As the title suggests I want to show that for $X$ be a CW-complex and $Y$ a subcomplex, it follows that $X/Y$ is a CW complex. Recall the following definitions
Definition: $X$ is a CW-complex if we have a sequence of subspaces $X_0\subset X_1 \subset \ldots \subset X$ such that
$X_0$ is discrete and each $n > 0$ the space $X_n$ is obtained by attaching $n$-cells to $X_{n-1}$
$X=\bigcup_nX_n$
$U\subset X$ is open $\iff$ $U_n=U\cap X_n \subset X_n$ is open for all $n$
.
Definition: $Y$ is a subcomplex of $X$ if $Y_n=Y\cap X_n$ and $Y_n\backslash Y_{n-1}$ is a union of open $n$-cells in $X_n \backslash X_{n-1}$.
This means we have to show:
$X/Y=\bigcup_n(X_n/Y_n)$
$U\subset X/Y$ is open $\iff U_n=U \cap (X_n/Y_n)\subset(X_n/Y_n)$ is open
Attempt: Let $U$ be open in $X/Y$, then $q^{-1}(U)$ is open in $X$. Since $X$ is a CW-complex, $q^{-1}(U)\cap X_n$ is open in $X_n$. But $V$ is open in $X_n/Y_n$ if and only if $q^{-1}(V)$ is open in $X_n$. This feels sketchy but I think $q^{-1}(U\cap(X_n/Y_n))=q^{-1}(U)\cap X_n$.
This doesn't seem correct as I have not used the fact that $Y$ is a subcomplex.
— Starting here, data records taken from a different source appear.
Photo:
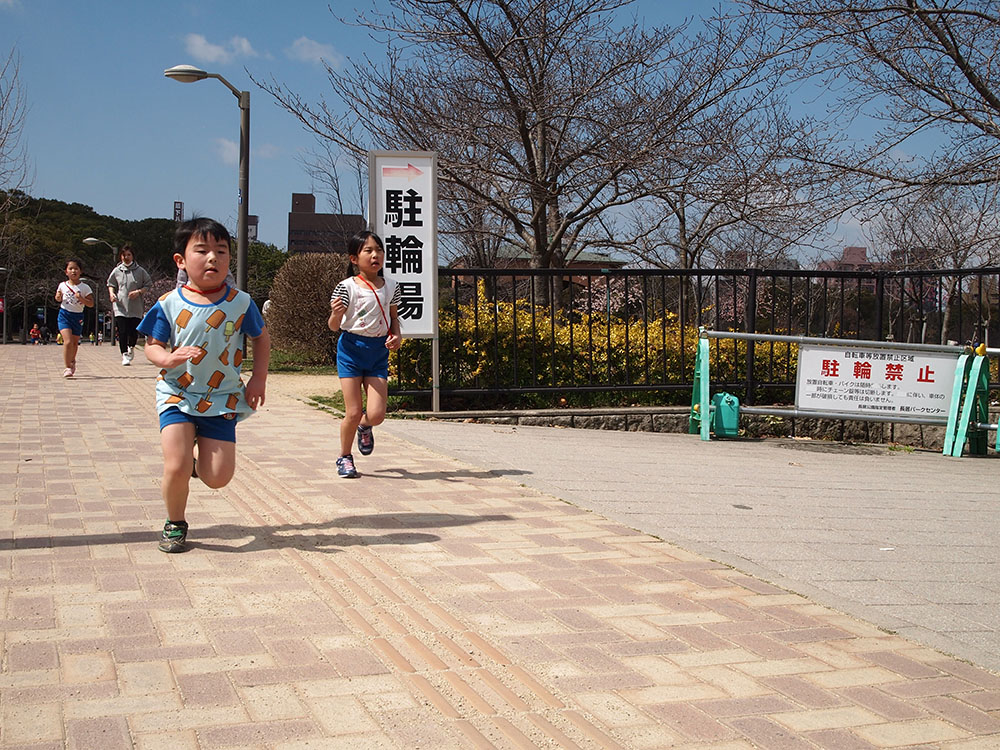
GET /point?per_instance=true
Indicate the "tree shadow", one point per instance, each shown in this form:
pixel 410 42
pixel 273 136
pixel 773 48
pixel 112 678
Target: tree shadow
pixel 294 536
I also do not know how to show the requirements.
Could you provide the details for this argument?
You use that $Y$ is a subcomplex to show that $X/Y= \bigcup_n X_n/Y_n$ (which you haven't made precise, and haven't proved yet); and to prove that $X_{n+1}/Y_{n+1}$ is obtained from $X_n/Y_n$ by adding $n+1$-cells (which you haven't proved either)
Now, to complete the argument, here's a sketch :
1- You have to make sense of $\bigcup_n X_n/Y_n$ : for that, try to define a map $X_n/Y_n\to X_{n+1}/Y_{n+1}$ which "looks like" the injection $X_n\to X_{n+1}$
2- Prove that $X/Y$ is the colimit of the $X_n/Y_n$ (using the above maps). Explicitly, that means prove that you have maps $X_n/Y_n\to X/Y$ that are compatible together (i.e. if you go from $X_n/Y_n$ to $X_{n+1}/Y_{n+1}$ then to $X/Y$, it's the same as going directly to $X/Y$), such that any point of $X/Y$ is in the image of some $X_n/Y_n$; such that (here it boils down to that, but watch out, if you encounter other colimits it will not always be the case) $X_n/Y_n\to X/Y$ is injective; and finally satisfying condition 3. as you tried to prove in your original question.
This amounts to proving that the family "image of $X_n/Y_n$ in $X/Y$" satisfies conditions 2. and 3. in your definition
3- Prove that the map $X_n/Y_n\to X_{n+1}/Y_{n+1}$ exhibits $X_{n+1}/Y_{n+1}$ as $X_n/Y_n$ to which we attached $n+1$-cells.
For this, use that $Y_{n+1}$ is $Y_n$ with cells attached, and $X_{n+1}$ is $X_n$ with the same cells + possibly other cells attached. This means we want to prove that $X_{n+1}/Y_{n+1}$ is $X_n/Y_n$ to which we attach these possible other cells.
If you know that "attaching cells" corresponds to pushout diagrams, you can proceed as follows :
you have two pushout diagrams $\require{AMScd}\begin{CD} S^n \times I_n @>>> Y_n \\ @VVV @VVV \\ D^{n+1}\times I_n @>>> Y_{n+1}\end{CD}$, $\begin{CD} S^n\times J_n @>>> X_n \\ @VVV @VVV \\ D^{n+1}\times J_n @>>> X_{n+1}\end{CD}$
with $I_n\subset J_n$ the sets of $n+1$-cells, and you have an inclusion of the first into the second, which produces a big cubical diagram; and then you just prove that "modding out" produces the following pushout diagram
$\begin{CD} S^n\times (J_n\setminus I_n) @>>> X_n/Y_n \\ @VVV @VVV \\ D^{n+1}\times (J_n\setminus I_n) @>>> X_{n+1}/Y_{n+1}\end{CD}$
(except perhaps for $n=0$, or if $Y$ is empty, but you can check those cases by hand) One way to do that is if you know some category theory, then colimits commute with colimits. If you don't know what that means, then you'll have to do it by hand, but it shouldn't be too complicated in this situation.